When the hunt is on for good jerk chicken in Chicago, don’t assume an easy outing.  That may be because the city lacks the large number of people of Caribbean heritage who make Chicago home as they do in New York and Toronto.  That dearth is reflected in our culinary landscape.  Thankfully there’s a quiet little spot on west 63rd filling the void by offering a number of superb examples of fare characteristic of the region.

Jerk Chicken with sauce

 

Garifuna Flava is a husband, wife and kids operation that’s been making Chicago a better place to eat for the past 10 years.  The family hails from Belize on central America’s eastern coast and a thousand sea miles from Jamaica. That distance means that the similarities between the two cuisines is not really that great.  Based on a recent visit to the restaurant, the Belizean take on at least one Caribbean standard, jerk chicken, equals or out shines what you’d expect to find in Kingston.

 

A lot of that has to do with the fullness of the restaurant’s flavor spectrum and the consistently high quality of the food’s preparation.  When they opened up shop, the neighborhood just assumed it would be a place to get jerk chicken because the word “Caribbean” emblazoned on the restaurant’s awning.  And because that expectation was voiced with such frequency, Garifuna Flava not only put it on the menu; they made sure it was both authentic and excellent.

 

Much of the restaurant’s success rests in the hands of Yolanda Castillo, the chef.  When you can prepare food as well as she does so consistently and so intuitively well, you almost have an obligation to share it with the world.  With the help of Caribbean and African purveyors, she’s able to use herbs and spices unique to her home country to conjure magic in her kitchen.

 

The rice and beans, already delicious without adornment, get another jolt of wonderful flavor with a sauce from the restaurant’s stewed chicken poured over them.  The jerk chicken, already jacketed in heat when they hit the plate, can be further ignited with its own delectable special sauce.  Afro-Belizean food is a mixture of Central American, Caribbean and African influences that coalesce into its own distinctive cuisine.  Some specialties are only available on the weekend like the fried monkfish served in an incredible coconut milk broth.  Succulent and softly sweet plantains are plentiful and the stewed cabbage is tender and subtle.

Jerk Chicken salad

Others have noticed how well the restaurant does what it does.

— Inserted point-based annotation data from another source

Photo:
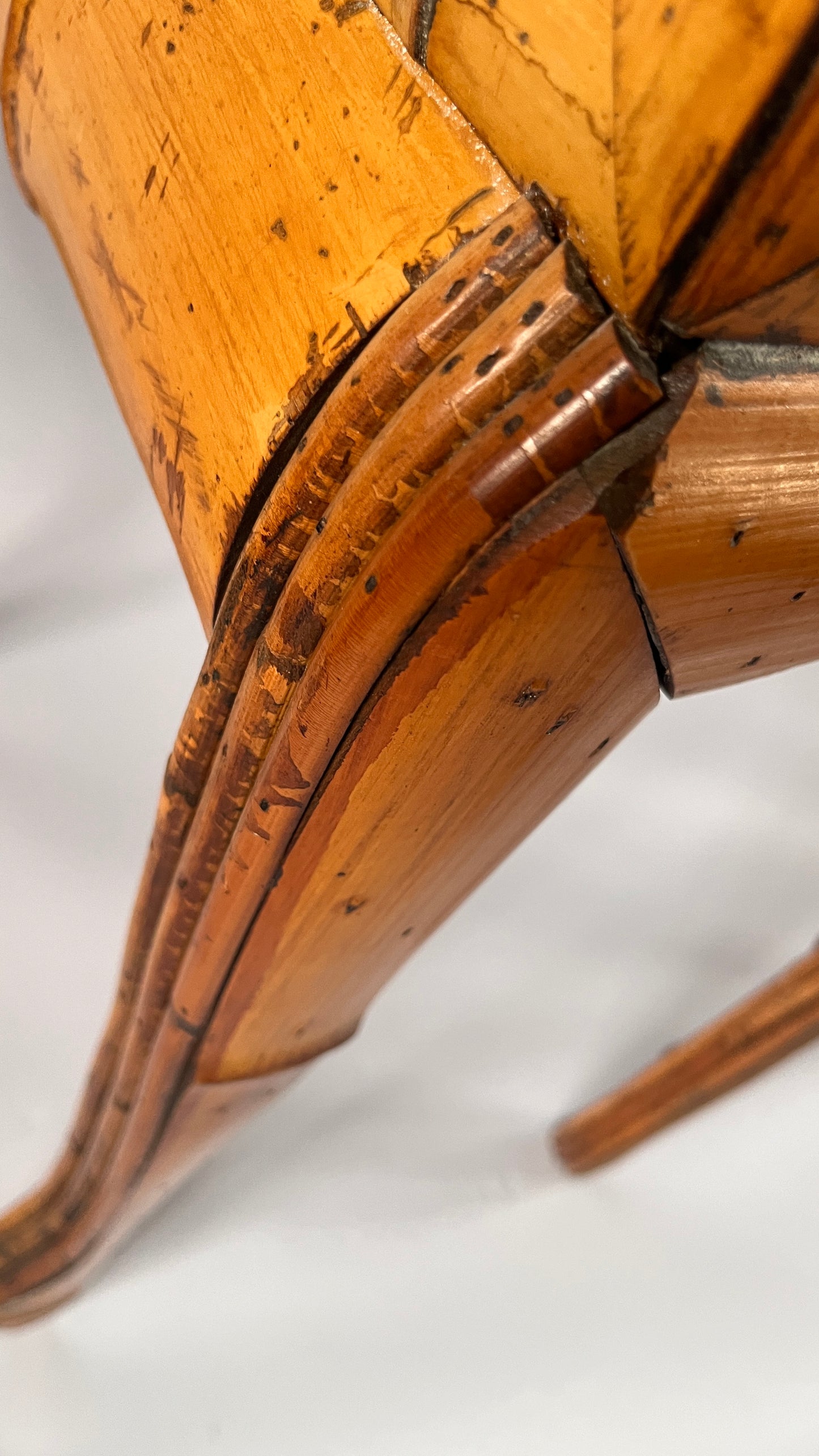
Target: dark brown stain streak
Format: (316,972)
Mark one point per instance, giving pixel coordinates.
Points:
(130,303)
(756,142)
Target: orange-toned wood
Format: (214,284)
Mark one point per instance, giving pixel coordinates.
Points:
(436,318)
(239,194)
(642,121)
(722,533)
(537,437)
(537,82)
(700,94)
(538,656)
(544,433)
(404,15)
(786,313)
(769,231)
(537,325)
(202,1119)
(753,1035)
(433,321)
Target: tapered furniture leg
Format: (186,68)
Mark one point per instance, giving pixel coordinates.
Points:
(449,471)
(753,1035)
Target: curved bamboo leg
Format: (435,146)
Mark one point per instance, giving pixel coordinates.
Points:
(753,1035)
(436,318)
(549,428)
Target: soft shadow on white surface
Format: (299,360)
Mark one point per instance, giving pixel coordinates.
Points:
(388,1263)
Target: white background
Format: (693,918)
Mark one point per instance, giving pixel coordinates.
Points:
(388,1263)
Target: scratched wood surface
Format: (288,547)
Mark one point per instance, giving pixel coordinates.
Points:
(786,313)
(725,536)
(439,315)
(640,121)
(545,667)
(471,657)
(769,231)
(239,194)
(749,1037)
(541,433)
(435,319)
(427,427)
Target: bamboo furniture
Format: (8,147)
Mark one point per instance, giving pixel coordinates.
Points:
(473,354)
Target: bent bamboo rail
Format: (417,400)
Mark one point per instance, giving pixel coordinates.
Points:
(453,478)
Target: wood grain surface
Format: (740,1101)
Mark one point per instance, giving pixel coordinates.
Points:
(769,231)
(535,325)
(487,479)
(538,656)
(723,535)
(753,1035)
(668,134)
(239,196)
(786,313)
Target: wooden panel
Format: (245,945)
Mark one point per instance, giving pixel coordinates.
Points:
(433,421)
(537,82)
(634,116)
(787,313)
(532,440)
(754,1035)
(239,194)
(690,79)
(419,336)
(540,657)
(770,229)
(725,539)
(402,15)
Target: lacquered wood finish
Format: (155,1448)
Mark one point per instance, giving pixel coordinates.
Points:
(723,532)
(748,1038)
(413,447)
(239,196)
(447,568)
(436,318)
(769,231)
(671,137)
(786,313)
(537,654)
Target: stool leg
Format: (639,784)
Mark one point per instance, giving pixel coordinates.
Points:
(749,1037)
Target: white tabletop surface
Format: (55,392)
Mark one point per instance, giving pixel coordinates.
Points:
(388,1263)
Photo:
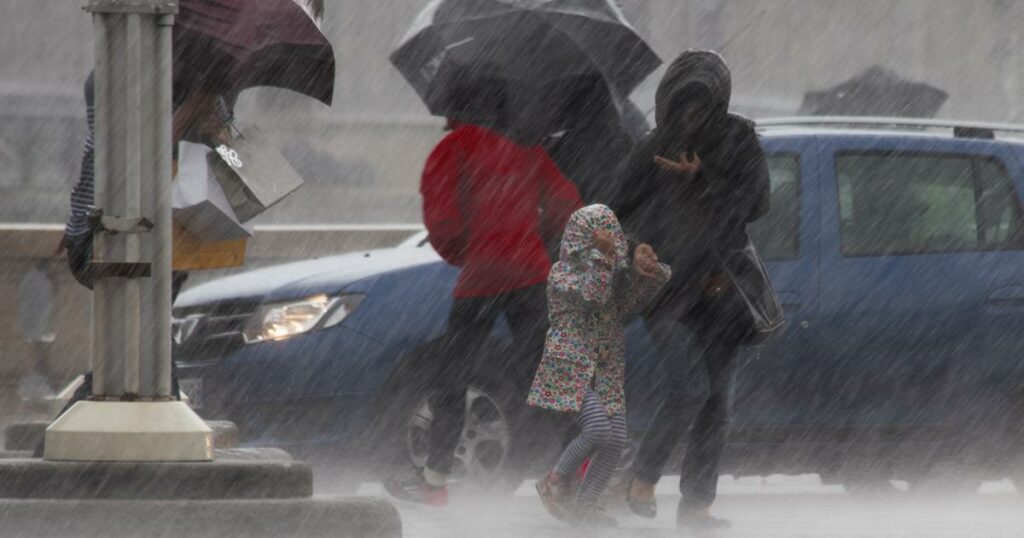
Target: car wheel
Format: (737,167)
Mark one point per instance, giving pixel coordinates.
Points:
(483,455)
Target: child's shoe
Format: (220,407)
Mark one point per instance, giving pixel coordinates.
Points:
(556,496)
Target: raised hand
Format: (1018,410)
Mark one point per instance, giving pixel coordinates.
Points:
(604,243)
(645,261)
(685,165)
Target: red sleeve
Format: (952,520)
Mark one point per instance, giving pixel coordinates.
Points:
(559,199)
(441,214)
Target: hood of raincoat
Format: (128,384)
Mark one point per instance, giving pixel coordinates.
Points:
(693,71)
(579,236)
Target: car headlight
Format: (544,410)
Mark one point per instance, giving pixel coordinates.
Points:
(285,320)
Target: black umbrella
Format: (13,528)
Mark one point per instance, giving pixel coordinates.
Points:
(239,44)
(878,91)
(524,45)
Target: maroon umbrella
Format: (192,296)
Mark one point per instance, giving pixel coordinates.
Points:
(231,45)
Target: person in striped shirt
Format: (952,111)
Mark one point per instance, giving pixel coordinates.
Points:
(201,116)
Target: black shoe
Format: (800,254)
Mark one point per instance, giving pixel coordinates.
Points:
(414,488)
(699,520)
(557,497)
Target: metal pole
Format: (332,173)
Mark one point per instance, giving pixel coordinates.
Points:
(133,199)
(101,140)
(131,416)
(163,240)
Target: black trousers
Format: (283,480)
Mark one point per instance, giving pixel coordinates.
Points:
(698,363)
(462,359)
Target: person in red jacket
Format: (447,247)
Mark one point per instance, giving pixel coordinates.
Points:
(491,206)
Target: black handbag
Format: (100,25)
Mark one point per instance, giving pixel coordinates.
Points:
(749,278)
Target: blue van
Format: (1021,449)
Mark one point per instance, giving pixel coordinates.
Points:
(896,247)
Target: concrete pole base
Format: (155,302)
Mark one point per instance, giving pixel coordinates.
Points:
(129,431)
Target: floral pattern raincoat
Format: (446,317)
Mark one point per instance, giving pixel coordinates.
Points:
(589,296)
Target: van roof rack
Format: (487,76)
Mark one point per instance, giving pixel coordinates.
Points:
(962,129)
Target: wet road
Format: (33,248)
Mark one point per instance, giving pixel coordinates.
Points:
(790,506)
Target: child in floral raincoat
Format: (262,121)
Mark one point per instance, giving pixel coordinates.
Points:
(592,288)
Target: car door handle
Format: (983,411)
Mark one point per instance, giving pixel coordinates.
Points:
(1008,296)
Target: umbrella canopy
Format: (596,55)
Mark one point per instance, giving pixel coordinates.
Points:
(878,91)
(526,44)
(238,44)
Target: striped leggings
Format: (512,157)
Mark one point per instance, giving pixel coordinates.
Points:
(603,439)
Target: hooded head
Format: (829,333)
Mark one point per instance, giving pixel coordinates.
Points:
(693,95)
(579,236)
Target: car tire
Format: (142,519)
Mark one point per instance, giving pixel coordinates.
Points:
(484,457)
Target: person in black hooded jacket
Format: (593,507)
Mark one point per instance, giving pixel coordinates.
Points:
(689,190)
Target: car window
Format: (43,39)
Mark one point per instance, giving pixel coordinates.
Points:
(777,235)
(916,204)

Chowhound loves the place, it’s been featured on Check Please and Guy Fieri profiled Garifuna Flava on his triple D show a few years back.

 

The restaurant takes its name from the people.  The Castillos are Garifunans, people of Central American, Indian and African extraction who populate the tiny country of just over a half million.  It would be foolish to think their small numbers restricts their inventiveness.  Refreshing and light, the restaurant’s Belizean Long Island Iced Tea is a delicious surprise that pairs beautifully with much of the restaurants fare.  Made with rum, vodka, gin and “juices”, it’s also an indulgence that requires restraint.  It’s also a splendid reason to return.